Russian gas pipeline’s major leakage could be termed as the key catalyst that recalled the market bears amid fears that the European energy supplies are far from return. Adding to the woes were chatters of the PBOC’s efforts to defend the yuan, as well as the BOJ’s bond-buying to restrict the yen’s slump versus the US dollar.

Furthermore, upbeat US data and hawkish comments from the Fed speakers allowed the Treasury yields and the US dollar to remain on the bull’s table.

It should be noted that Australia’s upbeat Retail Sales failed to impress AUDUSD buyers due to the pair’s risk-barometer status while the downbeat comments from New Zealand’s policymakers weighed on the NZDUSD prices.

As if the firmer USD and yields weren’t enough, downbeat headlines from China exerted additional pressure on gold prices. Alternatively, supply crunch woes, mainly linked to Russia and the hopes of output from the OPEC+, helped oil prices to defend the ground.

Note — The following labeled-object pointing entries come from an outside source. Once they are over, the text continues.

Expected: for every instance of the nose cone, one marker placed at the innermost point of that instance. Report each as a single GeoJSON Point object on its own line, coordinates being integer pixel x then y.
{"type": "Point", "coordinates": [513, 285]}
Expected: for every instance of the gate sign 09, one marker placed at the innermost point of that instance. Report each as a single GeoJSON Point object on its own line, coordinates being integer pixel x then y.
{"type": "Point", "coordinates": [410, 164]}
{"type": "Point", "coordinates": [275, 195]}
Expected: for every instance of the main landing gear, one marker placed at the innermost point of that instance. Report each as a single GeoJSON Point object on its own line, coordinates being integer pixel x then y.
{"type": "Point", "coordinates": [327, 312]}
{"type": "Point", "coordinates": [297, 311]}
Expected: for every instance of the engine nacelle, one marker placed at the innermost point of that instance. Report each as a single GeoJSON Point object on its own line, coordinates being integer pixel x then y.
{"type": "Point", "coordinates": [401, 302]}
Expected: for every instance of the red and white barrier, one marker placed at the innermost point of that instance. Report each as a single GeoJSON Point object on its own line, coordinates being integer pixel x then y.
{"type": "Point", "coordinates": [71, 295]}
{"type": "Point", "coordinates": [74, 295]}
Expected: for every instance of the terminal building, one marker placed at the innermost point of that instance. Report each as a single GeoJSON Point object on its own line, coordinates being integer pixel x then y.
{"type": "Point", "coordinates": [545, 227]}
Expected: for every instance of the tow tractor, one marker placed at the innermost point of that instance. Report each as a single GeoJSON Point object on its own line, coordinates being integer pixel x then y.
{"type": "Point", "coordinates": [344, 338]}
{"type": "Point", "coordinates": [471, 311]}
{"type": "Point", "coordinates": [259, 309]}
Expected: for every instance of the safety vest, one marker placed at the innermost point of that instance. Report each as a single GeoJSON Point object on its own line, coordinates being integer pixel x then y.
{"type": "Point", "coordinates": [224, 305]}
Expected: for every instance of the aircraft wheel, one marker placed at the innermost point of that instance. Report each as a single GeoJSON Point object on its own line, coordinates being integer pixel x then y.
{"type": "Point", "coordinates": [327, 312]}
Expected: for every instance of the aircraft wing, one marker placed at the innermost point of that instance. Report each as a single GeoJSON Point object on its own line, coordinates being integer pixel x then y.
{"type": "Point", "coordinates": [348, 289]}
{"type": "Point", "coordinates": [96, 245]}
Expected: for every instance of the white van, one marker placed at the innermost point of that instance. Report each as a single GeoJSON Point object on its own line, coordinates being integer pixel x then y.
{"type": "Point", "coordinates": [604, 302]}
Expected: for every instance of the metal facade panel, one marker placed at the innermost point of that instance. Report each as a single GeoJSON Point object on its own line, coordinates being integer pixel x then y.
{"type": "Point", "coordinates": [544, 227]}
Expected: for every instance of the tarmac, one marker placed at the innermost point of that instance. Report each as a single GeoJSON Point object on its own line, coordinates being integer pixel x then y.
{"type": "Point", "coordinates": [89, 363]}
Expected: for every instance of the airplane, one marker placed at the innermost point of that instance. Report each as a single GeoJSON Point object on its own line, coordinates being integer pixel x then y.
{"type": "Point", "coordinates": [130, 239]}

BTCUSD and ETHUSD bear the burden of Fed Chair Jerome Powell’s downbeat comments, as well as updates that inflows were down for the seventh consecutive week.

⏫ 🟢 Strong buy: AUDUSD

⏬ 🔴 Strong sell: ETHUSD

⬆️ 🟢 Buy: USD Index, USDCAD, Nasdaq, USDJPY

⬇️ 🔴 Sell: DAX, FTSE 100, gold, BTCUSD

Central banks, geopolitics in focus

Multiple central bank policymakers are up for speaking throughout the day and can infuse volatility into the markets. However, the US dollar is likely to remain on the front foot, which in could drown the prices of commodities and Antipodeans. It’s worth noting that the GBPUSD is an inch far from the record low and is likely to refresh the 1.0340 level.